Большой вертельный болевой синдром
Патологические изменения сухожилий средней и малой ягодичных мышц являются основной причиной болей в большой вертельной области. Помимо тендинопатии (как правило, дегенеративной) или разрывов, объяснением этого синдрома может быть кальцификация в месте прикрепления сухожилия (гиперэхогенные пятна) или внутрисухожильная (один или несколько гиперэхогенных очагов внутри тела сухожилия с задней акустической тенью) (рис. 7.20) . ). Иногда такая ситуация может сопровождаться наличием жидкости в вертельной сумке [ 82 , 83 ].
Рис. 7.20
Кальцификация ( стрелка ) в сухожилии средней ягодичной мышцы ( GM ), продольное сканирование. GT большой вертел
Болезнь отложения кристаллов оксалатов
Болезнь отложения кристаллов оксалата наблюдается редко: у пациентов с первичной гипероксалурией или у пациентов с терминальной стадией заболевания почек, которым проводится длительный диализ. Отложения кристаллов оксалата обнаруживаются преимущественно в почках, костях, коже и сосудах, реже внутри суставов.

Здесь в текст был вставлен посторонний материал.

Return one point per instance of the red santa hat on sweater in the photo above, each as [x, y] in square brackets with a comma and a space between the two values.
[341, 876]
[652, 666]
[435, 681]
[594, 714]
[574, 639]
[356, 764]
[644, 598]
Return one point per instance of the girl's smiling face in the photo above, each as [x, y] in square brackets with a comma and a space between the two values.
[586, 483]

Скелетно-мышечные и системные проявления болезни отложения кристаллов оксалатов неспецифичны и их можно спутать с другими заболеваниями отложения кристаллов [ 84 ].

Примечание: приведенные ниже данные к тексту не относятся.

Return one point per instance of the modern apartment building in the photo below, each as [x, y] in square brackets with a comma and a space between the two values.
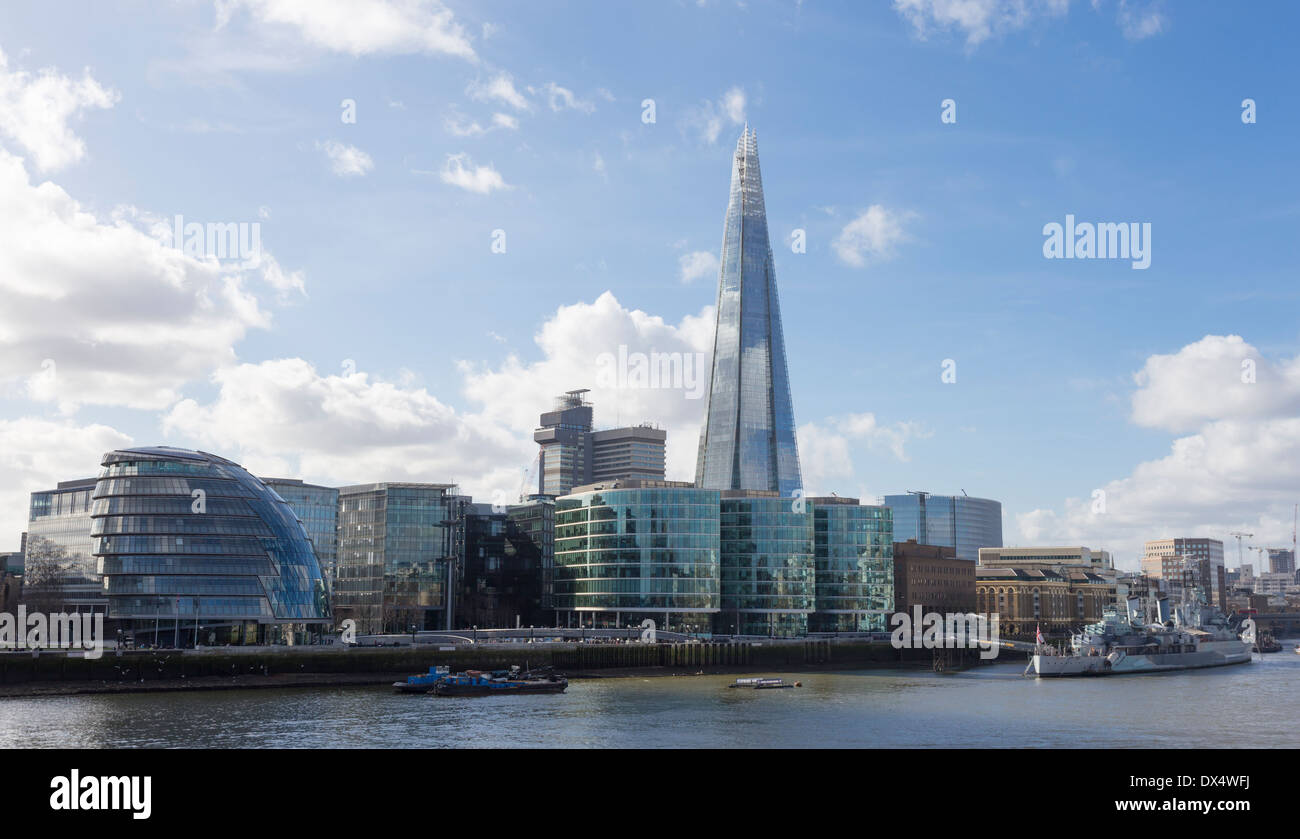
[958, 522]
[394, 544]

В Таблице 7.4 суммированы основные данные США по поводу артропатий, связанных с кристаллами.
Таблица 7.4
Основные результаты УЗИ при кристаллоассоциированных артропатиях
– | Подагра | Болезнь отложения пирофосфата кальция | Болезнь отложения гидроксиапатита |
---|---|---|---|
Гиалиновые хрящи | Двойной контур: усиление (очаговое или диффузное) поверхностного слоя суставного хряща. | Двойной контур: тонкая гиперэхогенная полоса (очаговая или диффузная) внутри хряща. | – |
| Незначительные неровности поверхностного края гиалинового хряща; |
|
|
| Независимость от угла озвучивания |
|
|
Фиброхрящ | – | «Пунктуальный» рисунок: гиперэхогенные участки округлой или аморфной формы. | Гиперэхогенные отложения с четко выраженной задней акустической тенью. |
|
| Гиперэхогенная тонкая линия на поверхности мениска. |
|
Синовиальная жидкость | С гиперэхогенными пятнами (< 1 мм), плавающими в полости сустава. | С небольшими гиперэхогенными агрегатами, равномерно закругленными и четко выраженными краями. |
|
| Внешний вид «Метель» |
|
|
Кость | Внутрисуставные эрозии, глубокие и деструктивные. |
|
|
| Внесуставные переломы коркового слоя кости за счет внутрикостных тофусных отложений |
|
|
Сухожилие | Микроотложения: гиперэхогенные образования овоидной формы. | Гиперэхогенные пятна или тонкие гиперэхогенные линейные отложения, параллельные сухожильным пучкам, ± акустическое затенение; не непрерывно с костью | Дугообразная форма с четким затенением |
|
|
| Фрагментированный или пунктуированный ± затенение |
| Внутрисухожильные тофусы |
|
|
| Небольшой гипоэхогенный ореол при воспалительной реакции |
| Узелковый, без тени |
|
|
| Киста, выраженная эхогенная стенка с анэхогенной областью. |
Отложения мягких тканей | Мягкие тофусы: узелковые, мелкие, гипоэхогенные, однородные структуры, мягкие при пальпации. | Редкие внесуставные тофусоподобные отложения | Гиперэхогенный, с задней акустической тенью. |
| Твердые тофусы: гиперэхогенная полоса с задней акустической тенью, более плотная по консистенции при пальпации. |
|
|
| Смешанные тофусы |
|
|
Выводы
В заключение, при обследовании пациентов с кристаллоассоциированными артропатиями УЗИ является важным и ценным инструментом. Для хорошего обследования и правильной интерпретации результатов сканирования необходимы глубокие знания УЗИ о нормальных и патологических аспектах скелетно-мышечных структур. Специалисты по сонографии должны пройти полную подготовку, прежде чем применять эту технику в клинических целях, и вначале им следует работать с квалифицированным специалистом по УЗИ, чтобы избежать неправильной интерпретации. Сочетание клинического обследования с УЗИ у пациентов с подозрением на микрокристаллический артрит позволит получить более полную картину основной патологии и позволит принять правильные и быстрые решения по ведению пациентов.